Compute a receiver-operating curve (ROC) for a two-class or multiclass dataset
Source:R/modeling_helpers.R
tof_make_roc_curve.Rd
Compute a receiver-operating curve (ROC) for a two-class or multiclass dataset
Arguments
- input_data
A tof_tbl, tbl_df, or data.frame in which each row is an observation.
- truth_col
An unquoted column name indicating which column in `input_data` contains the true class labels for each observation. Must be a factor.
- prob_cols
Unquoted column names indicating which columns in `input_data` contain the probability estimates for each class in `truth_col`. These columns must be specified in the same order as the factor levels in `truth_col`.
Value
A tibble that can be used to plot the ROC for a classification task. For each candidate probability threshold, the following are reported: specificity, sensitivity, true-positive rate (tpr), and false-positive rate (fpr).
Examples
feature_tibble <-
dplyr::tibble(
sample = as.character(1:100),
cd45 = runif(n = 100),
pstat5 = runif(n = 100),
cd34 = runif(n = 100),
outcome = (3 * cd45) + (4 * pstat5) + rnorm(100),
class =
as.factor(
dplyr::if_else(outcome > median(outcome), "class1", "class2")
)
)
split_data <- tof_split_data(feature_tibble, split_method = "simple")

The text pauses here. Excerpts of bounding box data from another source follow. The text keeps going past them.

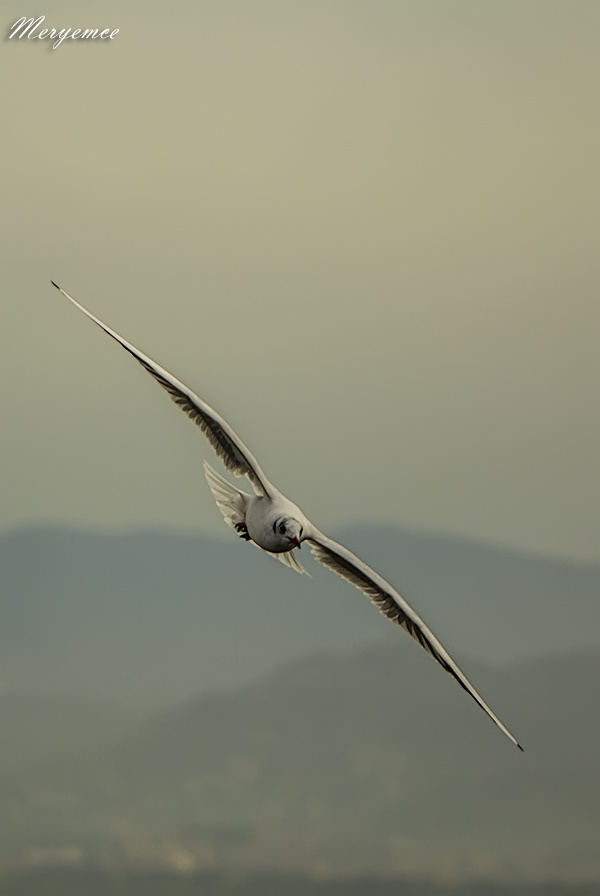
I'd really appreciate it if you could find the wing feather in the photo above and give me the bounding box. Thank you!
[51,281,274,495]
[307,532,523,750]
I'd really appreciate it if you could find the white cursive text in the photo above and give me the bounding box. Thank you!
[8,16,119,50]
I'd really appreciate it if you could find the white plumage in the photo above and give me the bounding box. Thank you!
[52,281,523,749]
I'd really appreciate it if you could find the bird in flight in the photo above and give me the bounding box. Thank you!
[50,280,523,750]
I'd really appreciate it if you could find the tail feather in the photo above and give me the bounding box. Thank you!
[204,461,250,526]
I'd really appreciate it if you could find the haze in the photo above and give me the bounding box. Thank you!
[0,0,600,560]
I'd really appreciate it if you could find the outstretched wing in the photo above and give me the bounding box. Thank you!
[50,280,275,496]
[307,530,523,750]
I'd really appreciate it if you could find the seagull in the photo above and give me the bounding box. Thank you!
[50,280,523,750]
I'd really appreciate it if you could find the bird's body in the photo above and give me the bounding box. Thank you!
[53,283,522,749]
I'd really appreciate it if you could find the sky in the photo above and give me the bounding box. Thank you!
[0,0,600,561]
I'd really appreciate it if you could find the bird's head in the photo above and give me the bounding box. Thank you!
[273,516,302,551]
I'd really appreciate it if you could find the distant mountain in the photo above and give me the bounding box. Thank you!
[0,525,600,709]
[0,642,600,882]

# train a logistic regression classifier
log_model <-
tof_train_model(
split_data = split_data,
predictor_cols = c(cd45, pstat5, cd34),
response_col = class,
model_type = "two-class"
)
# make predictions
predictions <-
tof_predict(
log_model,
new_data = feature_tibble,
prediction_type = "response"
)
prediction_tibble <-
dplyr::tibble(
truth = feature_tibble$class,
prediction = predictions$.pred
)
# make ROC curve
tof_make_roc_curve(
input_data = prediction_tibble,
truth_col = truth,
prob_cols = prediction
)